【事例付】屋根カバー工法とは?葺き替えとの違い

屋根カバー工法

「屋根カバー工法って、どんな工事方法?」
「自分の家が屋根カバー工法に適しているかわからない」

このようにお考えではありませんか?

屋根カバー工法とは、既存の屋根の上に新たな屋根をかぶせる工事方法です。
屋根カバー工法はすべての屋根に適応する工事ではなく、屋根の特徴や築年数によって向き・不向きがあります。

この記事では、屋根カバー工法に適した屋根や費用相場、実際に行われた施工事例もご紹介し、屋根カバー工法について完全解説しています。
あなたのリフォームしたいリフォームが屋根カバー工法に合っているかどうか判断できるほか、工事に用いる屋根材の比較検討も可能となっていますので、ぜひ参考にしてください。


1.屋根カバー工法とは?

屋根カバー工法とは、既存の屋根の上に新しい屋根材をかぶせる施工方法のことです。「重ね葺き」や「カバールーフ工法」などとも呼ばれ、スレート屋根や軽量金属屋根など平板の屋根材で施工できます。

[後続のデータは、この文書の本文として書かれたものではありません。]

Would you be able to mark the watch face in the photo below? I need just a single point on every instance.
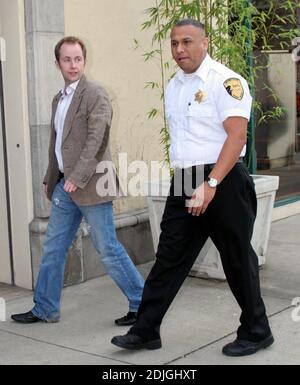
(213, 182)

新しい屋根材にはガルバリウム鋼板の他、アスファルトシングルやジンカリウムといった軽量な物が採用されています。屋根カバー工法は広く行われているリフォーム工事ですが、屋根の状態によってはおすすめできないため、現状を確認して判断する必要があります。

1-1.葺き替えとの違い

屋根カバー工法と屋根の吹き替えの違い

屋根のリフォームでは、「葺き替え」という施工方法もあります。葺き替え工事は、既存の屋根材を撤去してから新しい屋根材を葺き替える施工です。既存の屋根材を撤去する際に下地の補修やメンテナンスを行うこともあります。

葺き替えによる屋根リフォームが適しているケース

  • 下地材が傷んでいる
  • すでに屋根カバー工法で施工している
  • 瓦屋根を使っている

2.屋根カバー工法のメリット

屋根カバー工法の主なメリットとして、以下4点が挙げられます。

  • 低コスト
  • 工期が短い
  • 防音性や断熱性が高い
  • アスベストの飛散リスクが少ない

それぞれのポイントについて解説します。

2-1.低コスト

屋根カバー工法は、既存の屋根を撤去するための廃材処分費用や人件費がかからないため、葺き替えに比べて安価です。
また、屋根材自体が長持ちしやすく、長期的なコストも抑えられる可能性があります。

2-2.工期が短い

屋根カバー工法では既存屋根の撤去や廃材処分が不要な分、工期も短縮されています。
屋根の形状や大きさにもよりますが、早ければ葺き替え工事の約半分の工期で施工できるケースもあり、工事中の不便さやストレスも軽減されるでしょう。

2-3.防音性、断熱性が高まる

屋根カバー工法により屋根が二重構造になるため、防音性や断熱性がアップします。「屋根にあたる雨音が気になる」「屋根からの冷気や熱気で室温が保たれにくい」といったお悩みを解消したい場合にも有用です。

2-4.アスベストの飛散リスクが低い

2004年以前に建てられた多くのスレート系屋根材にはアスベストが含まれており、撤去する際には健康への影響に配慮して、飛散を防ぐ処理を行う義務があります。また、処分の手続きや費用も必要なのですが、屋根カバー工法なら新しい屋根を被せられるため、アスベスト飛散のリスクを回避できます。


3.屋根カバー工法のデメリット

メリットが多い屋根カバー工法ですが、デメリットもあります。ここでは、主に以下2つのデメリットについて解説します。

  • 屋根が重くなり耐震性に影響する可能性がある
  • 瓦屋根や劣化が激しい場合は施工できない

各項目について見ていきましょう。

3-1.屋根が重くなり耐震性に影響する可能性がある

既存の屋根に新しい屋根材を重ねるため、屋根が重くなり、場合によっては耐震性が低下する可能性があります。よく使われるガルバリウム鋼板は軽量で、屋根全体に施工しても耐震強度には影響しにくいことが多いですが、不安な場合は業者に相談してみましょう。

3-2.瓦屋根や劣化が激しい場合は対応できない

屋根カバー工法は、瓦屋根や劣化が激しい屋根には施工できないため注意が必要です。すでに雨漏りを放置して時間が経っている場合や、屋根材自体の浮き沈みが見られる場合には、下地材の張り替えや補修が必要になります。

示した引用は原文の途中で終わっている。